- Posted By: Susan Dutton
Members from OCTRU attended this biannual event on the 22 April hosted by the Pragmatic Clinical Trials Unit (PCTU) in London.
The PCTU have carried out complex intervention trials with complex designs including early feasibility and pilot studies leading to more valuable trial designs. One key highlight was the mention of the “simsam” sample size add-on to STATA which can be used to create sample size for complex designs using simulation, developed by Richard Hooper at QMUL: http://webspace.qmul.ac.uk/rlhooper/simsam/.

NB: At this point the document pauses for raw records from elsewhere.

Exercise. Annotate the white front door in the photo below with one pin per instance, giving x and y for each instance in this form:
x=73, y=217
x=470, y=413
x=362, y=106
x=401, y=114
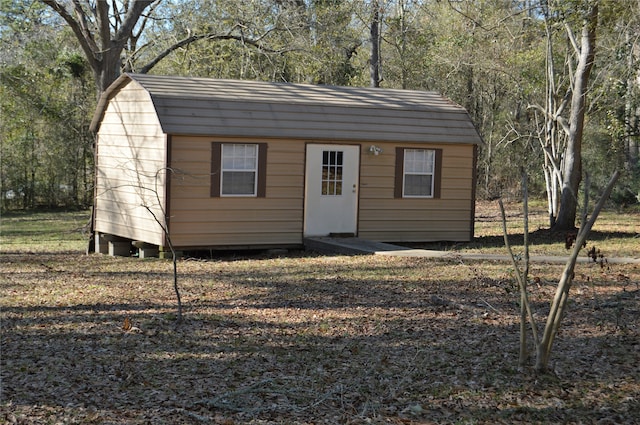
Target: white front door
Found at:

Further points to note from the day were:
SAP guideline and checklist.
Discussion was undertaken of the minimum set of items to be included in the Statistical Analysis Plan checklist and guideline to finalise the wording around the items developed following 2 Delphi surveys and a consensus meeting. The final version of the checklist and Explanation and Elaboration document are currently being drafted and should be published later this year.
Validation of Statistical Packages – the experience from the Glasgow Clinical Trials Unit and how IT can support statisticians.
Statistical Programming Validation including version control of statistical programming using a freely downloadable package called SUBVERSION, together with a user interface called TORTOISE. This allows all previous versions to be stored with those actually used for reports to be tagged and unchangeable. The Statistics team are exploring the possibilities of this and will feedback their experiences.
Re-randomisation designs - where participants can be randomised into a study more than once.
This could potentially be useful in diseases where there are multiple episodes but it is difficult to recruit, with the potential to shorten the length of trials and therefore save on costs. The sample size in this case would relate to the number of observations rather than the number of participants. This method would only provide unbiased estimates of the treatment effect and correct type-I errors under certain conditions: patients are only eligible for re-randomisation when the follow-up period from the previous randomisation is complete; randomisation for the same patient is performed independently and the treatment effect is constant across randomisations. Analysis, either ‘Unadjusted’ (ignoring patient) or ‘adjusted’ (including patient) is likely to have at least the equivalent power to the standard two-arm parallel group trial under certain conditions, such as no systematic differences between patients who are re-randomised vs those who are not, and no systematic difference between randomisation periods). Research in this area is ongoing, with the first publication likely to be in print soon: Kahan BC, Forbes AF, Dore CJ, Morris TP. A re-randomisation design for clinical trials.
OCTRU will continue to attend these meetings and keep to up to date on the issues highlighted above.